Every new administration has a shakeout period. But this assumes an ability to learn from mistakes. And this would require admitting mistakes.
The spectacle of an American president blaming a Fox News commentator for a major diplomatic incident was another milestone in the miniaturisation of the presidency.
An interested foreigner (friend or foe) must be a student of Trump's temperament, which is just as bad as advertised. He is inexperienced, uninformed, easily provoked and supremely confident in his own judgment.
His advantage is the choice of some serious, experienced advisers, including Defense Secretary Jim Mattis, national security adviser H.R. McMaster and deputy national security adviser Dina Powell. But success in their jobs depends on Trump's listening skills.
Mere incompetence would be bad enough. But foreigners trying to understand the United States must now study (of all things) the intellectual influences of White House chief strategist Stephen K.
Bannon. His vision of a Western alliance of ethno-nationalist, right-wing populists against globalists, multiculturalists, Islamists and (fill in the blank with your preferred minority) is the Administration's most vivid and rhetorically ascendant foreign policy viewpoint.
That is the background against which Trump's peevishness is being viewed.
Foreigners see a president who has blamed his predecessor of a serious crime, for which FBI Director James B. Comey testified Monday there is no evidence. They see an administration whose campaign activities are being actively investigated by the executive branch and Congress.
If close Trump associates are directly tied to Russian hacking, foreigners will see the President in an impeachment crisis - the only constitutional mechanism that would remove the taint of larceny from the 2016 election.
And foreigners are seeing politics, not national security, in the driver's seat of the Administration.
Tillerson was given the job of secretary of state, then denied his choice of deputy for political reasons, then ordered to make a 28 per cent cut in the budget for diplomacy and development. Never mind that Tillerson has been left a diminished figure.

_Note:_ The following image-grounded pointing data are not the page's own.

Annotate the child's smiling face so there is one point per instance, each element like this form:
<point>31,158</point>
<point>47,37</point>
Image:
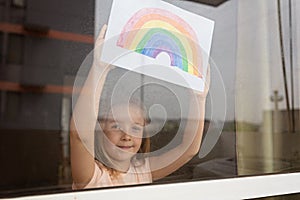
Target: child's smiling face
<point>124,130</point>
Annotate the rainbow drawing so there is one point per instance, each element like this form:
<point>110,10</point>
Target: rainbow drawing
<point>151,31</point>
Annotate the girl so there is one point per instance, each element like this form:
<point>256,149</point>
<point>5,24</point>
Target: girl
<point>114,152</point>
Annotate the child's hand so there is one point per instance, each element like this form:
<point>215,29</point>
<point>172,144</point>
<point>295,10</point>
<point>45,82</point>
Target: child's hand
<point>98,48</point>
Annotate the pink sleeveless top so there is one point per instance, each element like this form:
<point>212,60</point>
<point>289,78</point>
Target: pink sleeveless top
<point>136,175</point>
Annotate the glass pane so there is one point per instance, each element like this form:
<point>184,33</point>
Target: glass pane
<point>250,116</point>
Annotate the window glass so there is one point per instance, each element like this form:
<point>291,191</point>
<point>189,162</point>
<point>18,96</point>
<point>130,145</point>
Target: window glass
<point>55,105</point>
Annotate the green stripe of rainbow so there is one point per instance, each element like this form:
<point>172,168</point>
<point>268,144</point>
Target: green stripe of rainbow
<point>151,31</point>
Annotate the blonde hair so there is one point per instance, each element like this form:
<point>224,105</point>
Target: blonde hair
<point>100,153</point>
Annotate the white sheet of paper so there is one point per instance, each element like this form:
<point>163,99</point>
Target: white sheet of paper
<point>124,11</point>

Never mind that stability operations in Somalia and northern Nigeria - the recruiting grounds of Islamist terrorism - would likely be eliminated under the Trump budget. Never mind that programmes to prevent famines would be slashed.

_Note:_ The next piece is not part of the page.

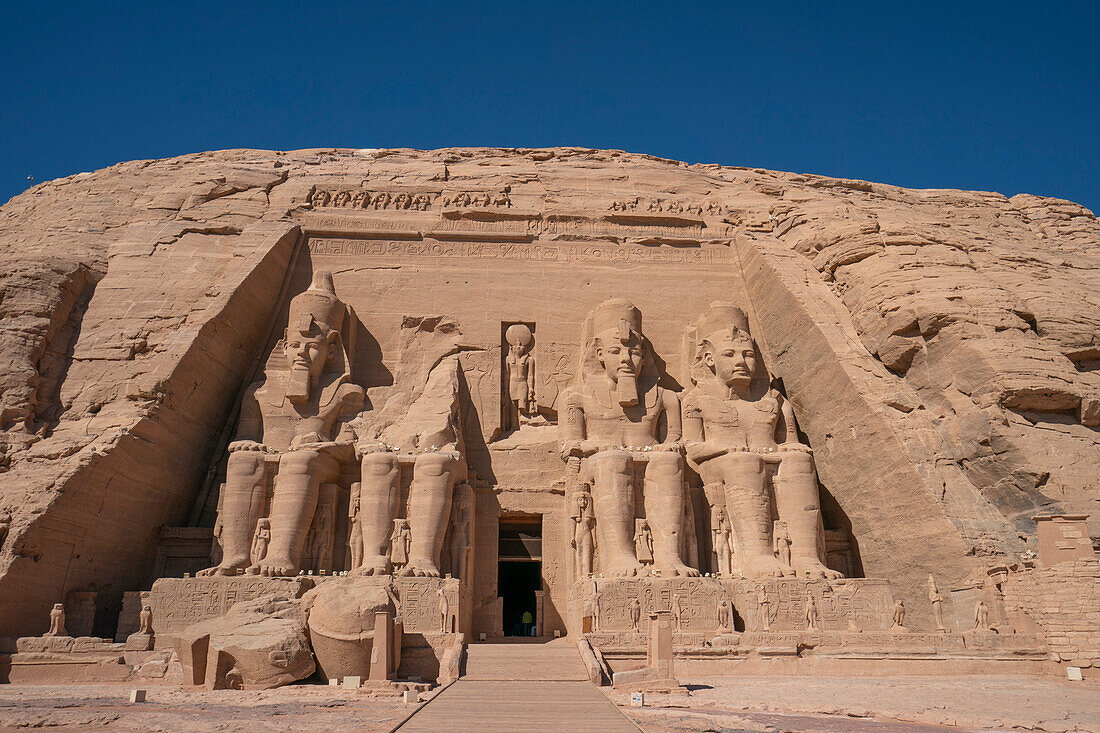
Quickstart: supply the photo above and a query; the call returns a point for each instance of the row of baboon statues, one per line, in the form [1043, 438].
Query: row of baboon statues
[618, 428]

When asked if he was worried about cutting these programmes during a famine, Office of Management and Budget director Mick Mulvaney responded: "The President said ... I'm going to spend less money on people overseas and more money on people back home. And [that's] what we're doing."

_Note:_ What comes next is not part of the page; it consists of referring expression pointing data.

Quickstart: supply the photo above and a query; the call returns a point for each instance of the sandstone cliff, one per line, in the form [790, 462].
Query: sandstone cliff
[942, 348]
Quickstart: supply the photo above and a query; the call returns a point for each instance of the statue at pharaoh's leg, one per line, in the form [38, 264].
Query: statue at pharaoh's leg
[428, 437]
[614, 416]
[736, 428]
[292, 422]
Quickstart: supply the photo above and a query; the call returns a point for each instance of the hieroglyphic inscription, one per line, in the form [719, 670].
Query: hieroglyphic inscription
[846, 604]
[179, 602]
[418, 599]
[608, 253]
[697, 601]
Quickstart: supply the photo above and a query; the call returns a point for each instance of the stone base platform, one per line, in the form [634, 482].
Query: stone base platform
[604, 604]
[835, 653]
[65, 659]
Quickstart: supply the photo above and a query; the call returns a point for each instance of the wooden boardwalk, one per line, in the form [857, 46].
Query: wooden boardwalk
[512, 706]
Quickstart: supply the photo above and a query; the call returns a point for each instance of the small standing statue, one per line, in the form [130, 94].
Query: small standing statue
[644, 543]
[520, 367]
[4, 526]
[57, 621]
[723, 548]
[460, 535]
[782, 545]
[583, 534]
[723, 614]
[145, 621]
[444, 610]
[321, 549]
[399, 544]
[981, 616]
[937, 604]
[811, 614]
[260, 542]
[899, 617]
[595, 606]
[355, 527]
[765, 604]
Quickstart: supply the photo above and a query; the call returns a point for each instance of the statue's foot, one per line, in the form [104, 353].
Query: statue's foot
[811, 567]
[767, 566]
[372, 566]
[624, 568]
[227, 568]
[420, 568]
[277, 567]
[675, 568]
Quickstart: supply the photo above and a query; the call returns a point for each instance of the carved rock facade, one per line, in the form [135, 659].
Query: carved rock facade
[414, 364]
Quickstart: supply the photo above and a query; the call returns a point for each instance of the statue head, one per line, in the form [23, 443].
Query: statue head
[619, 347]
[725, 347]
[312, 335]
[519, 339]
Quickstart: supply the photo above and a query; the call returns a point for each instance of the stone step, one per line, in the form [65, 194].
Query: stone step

The benighted cruelty of such a statement - assuming that the only way to help Americans is to let foreign children die - is remarkable, and typical.
The sum total? Foreigners see a Darwinian, nationalist framework for American foreign policy; a diminished commitment to global engagement; a brewing scandal that could distract and cripple the Administration; and a president who often conducts his affairs with peevish ignorance.
Some will look at this spectacle and live in fear; others may see a golden opportunity.